Friday, June 17, 2016

Faith and Actions

Chuckle: A cop to a lady stopped for speeding: "So you didn't think we gave tickets to pretty women? You're right, we don't. . .! Sign here."
Quote: "Faith sees the invisible, believes the unbelievable, and receives the impossible." --Corrie Ten Boom
"Dear brothers and sisters, what's the use of saying you have faith if you don't prove it by your actions? That kind of faith can't save anyone. . . Now some may argue, 'Some people have faith; others have good deeds.' I say, 'I can't see your faith if you don't have good deeds; but I will show you my faith through my good deeds . . . Just as the body is dead without a spirit, so faith is dead without good deeds" (James 2:14,18,26 NLT).

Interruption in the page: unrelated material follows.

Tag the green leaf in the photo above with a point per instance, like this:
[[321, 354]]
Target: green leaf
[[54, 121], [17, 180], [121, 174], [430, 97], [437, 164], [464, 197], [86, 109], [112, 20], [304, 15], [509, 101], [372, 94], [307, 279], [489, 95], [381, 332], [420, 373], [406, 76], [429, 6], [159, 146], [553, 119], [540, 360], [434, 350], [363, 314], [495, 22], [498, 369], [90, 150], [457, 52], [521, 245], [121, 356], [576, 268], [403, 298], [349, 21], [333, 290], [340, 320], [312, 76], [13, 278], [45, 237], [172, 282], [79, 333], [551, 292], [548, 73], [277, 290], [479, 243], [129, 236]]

Here, James is alarmed by some in the church who professed to have faith but refused to do what Christians should. He was dealing with people who considered themselves as belonging to the Christian community, but did not feel that ethical or moral actions were necessary. They had divorced faith from works.

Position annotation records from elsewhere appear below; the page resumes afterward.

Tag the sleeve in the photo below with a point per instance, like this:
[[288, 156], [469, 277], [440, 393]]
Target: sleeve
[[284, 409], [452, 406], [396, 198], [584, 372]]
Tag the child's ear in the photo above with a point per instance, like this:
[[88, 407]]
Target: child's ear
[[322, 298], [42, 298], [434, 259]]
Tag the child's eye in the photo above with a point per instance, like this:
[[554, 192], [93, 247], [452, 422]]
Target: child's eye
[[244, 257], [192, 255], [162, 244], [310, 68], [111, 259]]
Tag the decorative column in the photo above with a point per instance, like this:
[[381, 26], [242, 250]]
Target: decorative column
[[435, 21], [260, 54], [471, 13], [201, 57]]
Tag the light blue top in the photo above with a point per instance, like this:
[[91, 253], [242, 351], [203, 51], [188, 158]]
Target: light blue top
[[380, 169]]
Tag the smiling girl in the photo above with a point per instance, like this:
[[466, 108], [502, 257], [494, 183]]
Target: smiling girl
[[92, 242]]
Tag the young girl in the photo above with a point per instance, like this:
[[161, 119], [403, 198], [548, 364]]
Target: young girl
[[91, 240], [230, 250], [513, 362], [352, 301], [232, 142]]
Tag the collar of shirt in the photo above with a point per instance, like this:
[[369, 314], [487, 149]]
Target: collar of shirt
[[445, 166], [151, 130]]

James Peterson & Peter Kim wrote a book: "The Day America Told the Truth." They found that many people keep their religious lives (one or two hours on Sunday) separate from their daily lives. However, James says real (authentic) faith will be reflected by our actions -- how we live each day. It will permeate everything we do. Genuine faith is always followed by a Godly life of love, morality, happiness, service, and ministry. Our faith should change the way we live.
When someone claims to have faith, what he or she may have is intellectual assent -- agreement with a set of Christian teachings -- and as such it is incomplete faith. True faith transforms our conduct as well as our thoughts. If our lives remain unchanged, we don't truly believe the truths we claim to believe. In other words, doing good deeds for others will not save us, but if we have been genuinely "born again," our salvation experience and ensuing faith will be authenticated by how we live -- by how much we love, accept, and minister to the needs of others in the name of Jesus.

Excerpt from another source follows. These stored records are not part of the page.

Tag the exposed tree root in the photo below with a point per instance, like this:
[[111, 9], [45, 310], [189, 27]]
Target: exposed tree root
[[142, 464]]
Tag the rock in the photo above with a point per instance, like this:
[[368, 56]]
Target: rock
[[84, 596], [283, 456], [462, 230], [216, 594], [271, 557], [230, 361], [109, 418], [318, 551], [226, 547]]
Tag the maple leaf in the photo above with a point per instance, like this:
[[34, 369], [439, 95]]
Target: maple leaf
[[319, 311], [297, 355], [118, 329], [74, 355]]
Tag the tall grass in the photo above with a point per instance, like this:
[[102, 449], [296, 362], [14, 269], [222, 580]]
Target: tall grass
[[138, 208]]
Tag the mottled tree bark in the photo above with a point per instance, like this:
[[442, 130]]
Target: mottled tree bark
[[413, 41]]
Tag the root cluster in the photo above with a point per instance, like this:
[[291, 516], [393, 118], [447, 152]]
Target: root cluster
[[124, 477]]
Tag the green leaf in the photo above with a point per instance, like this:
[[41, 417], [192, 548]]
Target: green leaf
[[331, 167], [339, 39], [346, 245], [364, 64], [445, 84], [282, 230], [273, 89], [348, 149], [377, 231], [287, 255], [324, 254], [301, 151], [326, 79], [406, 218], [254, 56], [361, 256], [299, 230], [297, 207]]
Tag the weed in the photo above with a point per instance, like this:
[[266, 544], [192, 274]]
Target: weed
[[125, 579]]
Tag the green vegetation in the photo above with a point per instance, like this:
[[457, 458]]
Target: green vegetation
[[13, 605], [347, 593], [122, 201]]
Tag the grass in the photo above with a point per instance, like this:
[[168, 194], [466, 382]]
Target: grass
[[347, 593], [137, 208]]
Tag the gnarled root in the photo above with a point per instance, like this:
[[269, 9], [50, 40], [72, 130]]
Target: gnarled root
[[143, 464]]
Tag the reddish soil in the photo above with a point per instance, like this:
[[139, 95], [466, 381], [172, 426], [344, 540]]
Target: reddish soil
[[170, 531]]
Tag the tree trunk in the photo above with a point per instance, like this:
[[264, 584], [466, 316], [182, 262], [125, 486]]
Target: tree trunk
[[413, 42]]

"Martin Luther, who had made himself the apostle and champion of faith alone, wrote the following: 'Faith is a living, busy, active, powerful thing; it is impossible for it not to do us good continually. It never asks whether good works are to be done, but has done them before there is time to ask the question, and it is always doing them."
Deeds of loving service are not a substitute for, but rather a verification of, our saving faith in our Lord Jesus Christ.